In the course of SecureDrop development, we routinely encounter questions with deep architectural implications. To avoid dealing with these questions in a purely reactive manner (e.g., in response to a new tech announcement, or a security vulnerability), the dev team recently agreed that it would make sense to have regular, open architecture meetings, at a frequency about once every 1-2 months.
Each meeting will tackle a challenging topic. Prior to the meeting, we’ll start a forum thread like this one, to enable asynchronous debate. At the meeting itself, participants are invited to give brief, 5-10 minute presentations. We will then discussion the possible decisions. We strive for broad consensus, but @redshiftzero will act as a tie-breaker if needed.
The first meeting will take place on Tuesday, May 22, 2018 Thursday, June 14, 2018, at 10:00 AM PDT / 5:00 PM UTC on Jitsi.
The topic for discussion are coming changes to our base OS. Our current base operating system (Ubuntu 14.04) reaches its End of Life in April 2019, so we must, at minimum, perform an upgrade to Ubuntu 16.04 before then (ideally well before then, to allow for a gradual transition before we hit the EoL window). This is a major change that needs to be carefully managed. See issue #3204 for background.

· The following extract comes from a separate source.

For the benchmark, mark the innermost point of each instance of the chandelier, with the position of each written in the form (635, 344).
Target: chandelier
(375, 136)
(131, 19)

One possible alternative that has been discussed is to use this opportunity to make the switch to a new base operating system that also gives us security and maintainability benefits, such as Fedora Atomic or Ubuntu Core. In particular, there is significant interest among the development team in an immutable base operating system, to increase predictability of SecureDrop installs and upgrades.
Needless to say, such a change would be a major undertaking, given the 60+ SecureDrop installations that would need to eventually make the transition. However, the Xenial upgrade will also be a significant burden for administrators. If we do upgrade to Xenial, a base OS change could be deferred to 2019 or even 2020, depending on the administrative effort involved in the Xenial transition (e.g., reinstall of some or all SecureDrop instances).
There might be a third option: upgrade to Xenial but harden configuration and deployment to ensure a more predictable state of the server OS. What are your thoughts?
I look forward to discussing this here and in the meeting. (My own role in these discussions is primarily facilitative, and as PM I also will help with the implementation planning.)